Can you use the Visual Studio memory profiler to see what is leaking and what is rooting it?

Clockwork-Muse commented 1 year ago

// volumeitems.Add(volume)

volumeitems isn't in your code listing, and is potentially implied to be outside the entire scope. Are you doing something like getting the management data in a loop? Also, the current code sample is implying volume info is outliving what is the probable owner.

Besides the request for a profiling run, we'd also like to see a more developed repro/larger sample of code, because there may be a more local explanation for the leak.

wzm199309 commented 1 year ago

@Clockwork-Muse as simple as it can repro, any new worker service app who call this code can bump memory without a minute:

using Microsoft.Extensions.Logging;
using System.Management;

namespace MemoryLeakApp
{
    public class Worker : BackgroundService
    {
        private readonly ILogger<Worker> _logger;

        public Worker(ILogger<Worker> logger)
        {
            _logger = logger;
        }

        protected override async Task ExecuteAsync(CancellationToken stoppingToken)
        {
            while (!stoppingToken.IsCancellationRequested)
            {
                GetAllDriveStatus();
                _logger.LogInformation("Worker running at: {time}", DateTimeOffset.Now);
                await Task.Delay(1000, stoppingToken);
            }
        }

        /// <summary>
        /// Return all drives status as stated in <see cref="SQLDriveStatus"/>
        /// </summary>
        /// <returns>list of drive status</returns>
        public static void GetAllDriveStatus()
        {
            // List<ManagementObject> volumeitems = new List<ManagementObject>();

            try
            {
                using (ManagementClass volumeClass = new ManagementClass("\\\\.\\Root\\Microsoft\\Windows\\Storage" + ":MSFT_Volume"))
                {
                    if (volumeClass != null)
                    {
                        using (ManagementObjectCollection volumes = volumeClass.GetInstances())
                        {
                            if (volumes != null)
                            {
                                foreach (ManagementObject volume in volumes)
                                {
                                }
                            }
                        }
                    }
                }
            }
            catch (Exception ex)
            {
                // swallow the exception as status will updated every 1hr
            }

            // filter out invalid volumes which do not have drive letter
            // but for cluster env found status, it is needed for UX to consume
        }
    }
}
Clockwork-Muse commented 1 year ago

Without profile info, it's impossible to know whether it's an actual leak, or whether it's just growth allowed because it hasn't hit process limits (ie, GC just hasn't run yet).

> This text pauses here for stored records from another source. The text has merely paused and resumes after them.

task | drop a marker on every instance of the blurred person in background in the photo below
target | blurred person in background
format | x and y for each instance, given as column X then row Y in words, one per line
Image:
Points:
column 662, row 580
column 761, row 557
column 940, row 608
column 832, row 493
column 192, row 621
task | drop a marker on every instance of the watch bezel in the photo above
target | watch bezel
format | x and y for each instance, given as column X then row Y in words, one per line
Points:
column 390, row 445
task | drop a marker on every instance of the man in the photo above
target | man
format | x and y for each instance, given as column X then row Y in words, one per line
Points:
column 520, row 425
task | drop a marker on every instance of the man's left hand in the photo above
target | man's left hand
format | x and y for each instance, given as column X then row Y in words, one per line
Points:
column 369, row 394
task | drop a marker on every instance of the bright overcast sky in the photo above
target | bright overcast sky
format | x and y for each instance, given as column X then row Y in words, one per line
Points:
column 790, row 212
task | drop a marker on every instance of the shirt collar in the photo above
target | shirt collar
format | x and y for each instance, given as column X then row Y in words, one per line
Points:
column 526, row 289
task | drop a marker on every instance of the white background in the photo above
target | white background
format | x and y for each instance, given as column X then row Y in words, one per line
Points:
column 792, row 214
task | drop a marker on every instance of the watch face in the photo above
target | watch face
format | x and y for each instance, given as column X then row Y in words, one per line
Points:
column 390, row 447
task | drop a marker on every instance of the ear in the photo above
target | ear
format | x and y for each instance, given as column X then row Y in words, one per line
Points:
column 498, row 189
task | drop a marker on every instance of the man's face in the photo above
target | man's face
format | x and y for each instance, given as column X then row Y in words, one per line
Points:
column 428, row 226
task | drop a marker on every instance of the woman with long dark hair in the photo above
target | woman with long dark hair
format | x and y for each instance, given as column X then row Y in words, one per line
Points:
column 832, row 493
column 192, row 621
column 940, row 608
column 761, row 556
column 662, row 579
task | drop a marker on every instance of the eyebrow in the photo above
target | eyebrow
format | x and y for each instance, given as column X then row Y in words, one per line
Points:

That aside, I'm still recommending you transform and filter during the gather, not afterwards, so that you don't have instances outliving their potential owner.

wzm199309 commented 1 year ago

@carlossanlop @Clockwork-Muse
image

gc-dump show unrecycled objects, I can share gc-dump file if anywhere I can upload it.

Clockwork-Muse commented 1 year ago

ManagementObject implements Dispose(). Your code sample is leaking those, assuming iterating through them that way makes you the "owner". If not, they shouldn't outlive their container instance.

wzm199309 commented 1 year ago

@Clockwork-Muse I didnt get it, what should we do in this code sample to avoid leaking ?

danmoseley commented 1 year ago

@wzm199309
to investigate this we'd need a stand-alone minimal repro program.

Also I recommend you profile it yourself to see what is actually leaking and why and share the result.

wzm199309 commented 1 year ago

@danmoseley the code I pasted is a vanilla repro, it will only take 30 seconds for you to set up and repro.

ericstj commented 2 months ago

triage: not a regression from previous .NET version but still an important issue to investigate.